Euro zone government bonds edged lower on Friday, changing direction as investors took advantage of an early rise in yields to buy, sending yields back down. Reports on strong growth in private-sector activity in the bloc had pushed euro zone government bond yields up 1-4 basis points across the board in early trade. This gave investors the opportunity to “buy the dip”, while uncertainty over a delayed US healthcare vote that may have implications for the “Trumpflation” trade also weighed on yields, analysts said.

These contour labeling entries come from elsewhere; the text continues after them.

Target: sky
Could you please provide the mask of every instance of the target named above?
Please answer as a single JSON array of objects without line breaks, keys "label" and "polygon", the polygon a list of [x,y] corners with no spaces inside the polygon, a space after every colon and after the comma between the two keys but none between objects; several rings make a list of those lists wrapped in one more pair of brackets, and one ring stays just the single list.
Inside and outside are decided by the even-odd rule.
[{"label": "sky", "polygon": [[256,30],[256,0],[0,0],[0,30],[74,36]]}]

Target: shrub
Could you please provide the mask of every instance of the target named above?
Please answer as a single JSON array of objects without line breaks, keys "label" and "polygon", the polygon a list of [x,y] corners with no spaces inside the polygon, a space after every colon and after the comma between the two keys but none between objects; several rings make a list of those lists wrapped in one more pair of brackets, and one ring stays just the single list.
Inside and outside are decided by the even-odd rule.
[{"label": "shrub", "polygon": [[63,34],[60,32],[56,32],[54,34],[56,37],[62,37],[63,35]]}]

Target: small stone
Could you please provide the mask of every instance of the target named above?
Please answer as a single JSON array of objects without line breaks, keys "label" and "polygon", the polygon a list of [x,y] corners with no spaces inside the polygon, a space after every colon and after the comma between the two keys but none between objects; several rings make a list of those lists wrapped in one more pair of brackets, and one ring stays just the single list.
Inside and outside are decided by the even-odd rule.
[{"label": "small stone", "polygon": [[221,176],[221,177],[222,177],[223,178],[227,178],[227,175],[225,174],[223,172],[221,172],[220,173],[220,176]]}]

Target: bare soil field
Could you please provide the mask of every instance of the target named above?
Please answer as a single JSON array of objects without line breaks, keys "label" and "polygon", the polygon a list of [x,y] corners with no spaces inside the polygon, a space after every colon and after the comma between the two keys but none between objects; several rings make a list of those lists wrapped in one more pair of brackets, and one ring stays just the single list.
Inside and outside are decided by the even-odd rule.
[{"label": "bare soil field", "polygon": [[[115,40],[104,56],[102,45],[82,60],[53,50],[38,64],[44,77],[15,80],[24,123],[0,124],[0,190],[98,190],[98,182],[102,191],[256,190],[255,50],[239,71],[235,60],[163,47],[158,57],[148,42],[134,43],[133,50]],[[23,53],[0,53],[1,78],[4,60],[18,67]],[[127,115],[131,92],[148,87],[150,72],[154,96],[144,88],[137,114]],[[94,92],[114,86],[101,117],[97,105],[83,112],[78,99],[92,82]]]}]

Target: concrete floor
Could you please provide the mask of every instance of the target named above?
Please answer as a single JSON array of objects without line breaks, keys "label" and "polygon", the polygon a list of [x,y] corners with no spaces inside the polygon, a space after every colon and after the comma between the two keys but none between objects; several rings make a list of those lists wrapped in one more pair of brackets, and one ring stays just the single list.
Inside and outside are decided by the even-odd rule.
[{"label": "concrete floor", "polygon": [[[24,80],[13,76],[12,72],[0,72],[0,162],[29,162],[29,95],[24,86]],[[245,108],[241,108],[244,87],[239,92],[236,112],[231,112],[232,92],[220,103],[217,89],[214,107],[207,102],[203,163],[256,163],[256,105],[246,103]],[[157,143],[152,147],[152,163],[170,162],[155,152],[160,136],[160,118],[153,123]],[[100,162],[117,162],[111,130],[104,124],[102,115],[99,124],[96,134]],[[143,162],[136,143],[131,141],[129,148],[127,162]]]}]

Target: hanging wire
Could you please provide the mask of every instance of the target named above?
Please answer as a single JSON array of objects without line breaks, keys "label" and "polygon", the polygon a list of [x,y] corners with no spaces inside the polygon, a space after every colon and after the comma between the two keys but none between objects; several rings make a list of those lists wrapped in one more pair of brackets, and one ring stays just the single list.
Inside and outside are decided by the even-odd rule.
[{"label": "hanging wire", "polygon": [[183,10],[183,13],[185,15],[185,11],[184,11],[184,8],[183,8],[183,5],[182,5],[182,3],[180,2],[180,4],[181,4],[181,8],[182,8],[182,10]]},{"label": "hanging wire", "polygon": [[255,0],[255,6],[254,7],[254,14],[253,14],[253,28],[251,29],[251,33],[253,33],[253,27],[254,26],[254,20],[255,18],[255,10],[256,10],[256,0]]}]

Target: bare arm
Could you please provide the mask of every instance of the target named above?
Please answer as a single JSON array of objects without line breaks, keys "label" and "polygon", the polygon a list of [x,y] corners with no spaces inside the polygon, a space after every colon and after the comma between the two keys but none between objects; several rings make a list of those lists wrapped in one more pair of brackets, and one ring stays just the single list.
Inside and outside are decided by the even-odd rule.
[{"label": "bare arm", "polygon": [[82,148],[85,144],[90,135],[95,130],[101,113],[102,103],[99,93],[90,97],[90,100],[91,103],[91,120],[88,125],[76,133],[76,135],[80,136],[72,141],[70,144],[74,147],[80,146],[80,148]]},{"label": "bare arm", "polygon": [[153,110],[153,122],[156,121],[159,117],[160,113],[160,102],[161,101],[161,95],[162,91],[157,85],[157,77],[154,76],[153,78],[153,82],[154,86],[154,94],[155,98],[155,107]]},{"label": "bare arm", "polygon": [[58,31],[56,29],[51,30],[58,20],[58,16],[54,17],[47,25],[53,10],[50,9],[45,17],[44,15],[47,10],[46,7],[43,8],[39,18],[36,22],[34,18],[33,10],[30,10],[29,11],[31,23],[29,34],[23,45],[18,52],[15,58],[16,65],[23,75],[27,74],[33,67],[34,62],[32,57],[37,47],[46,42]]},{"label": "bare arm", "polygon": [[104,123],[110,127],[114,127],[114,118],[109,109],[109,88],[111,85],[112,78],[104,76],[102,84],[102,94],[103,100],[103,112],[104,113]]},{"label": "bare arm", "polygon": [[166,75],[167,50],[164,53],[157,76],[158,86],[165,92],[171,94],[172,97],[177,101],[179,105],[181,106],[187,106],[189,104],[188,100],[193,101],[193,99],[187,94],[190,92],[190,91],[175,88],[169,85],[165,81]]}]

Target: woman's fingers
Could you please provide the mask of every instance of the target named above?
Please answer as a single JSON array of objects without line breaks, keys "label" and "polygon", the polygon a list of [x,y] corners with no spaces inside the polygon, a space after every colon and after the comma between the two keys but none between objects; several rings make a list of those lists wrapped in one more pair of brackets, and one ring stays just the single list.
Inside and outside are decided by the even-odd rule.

“It’s a hunt for yield, completely hunt for yield, which is why investors are buying the periphery more,” said BBVA strategist Jaime Costero Denche, referring to low-rated South European countries. Spain’s 10-year government bond yields led the reversal dropping to a three-week low of 1.677 percent, down 4 basis points on the day and 8 basis points off the daily peak.
“Within the periphery, Spain is always the focus of buying because it has no political or economic issues at the moment. Imagine if you are a portfolio manager and trying to explain to your boss that you are buying Italian govvies at the moment,” said Costero Denche. Italy’s 10-year government bond yields have risen over 70 basis points this year on concerns over politics, a weak banking system and wider worries over euro zone break-up risks. It was unchanged at 2.44 percent on Friday.
Earlier, a survey showed businesses across the euro zone ramped up activity at the fastest pace in almost six years in March to meet burgeoning demand. French and German business activity also expanded more than expected in March. Any reading above 50 on the PMI index suggests expansion, and the French number was 57.6, the German 57.0 and the euro zone equivalent 56.7.
Doubt has grown over U.S. President Donald Trump’s ability to deliver fiscal stimulus measures promised during his election campaign last year, putting additional pressure on yields. The success of a key healthcare bill later on Friday will be a signal of whether Trump can get growth and inflation-boosting measures passed into law in the world’s richest country.
Most high-rated euro zone bond yields edged lower on Friday, while the yield on 10-year Belgian and French government debt was 2 bps lower. Global bond yields and stock markets have risen sharply since December on expectations of “Trumpflation”, but U.S. stocks suffered their biggest daily fall since June earlier this week. “I am hesitant to read too much into the bond moves while this healthcare reform measure is hanging over the market,” said DZ Bank strategist Christian Lenk.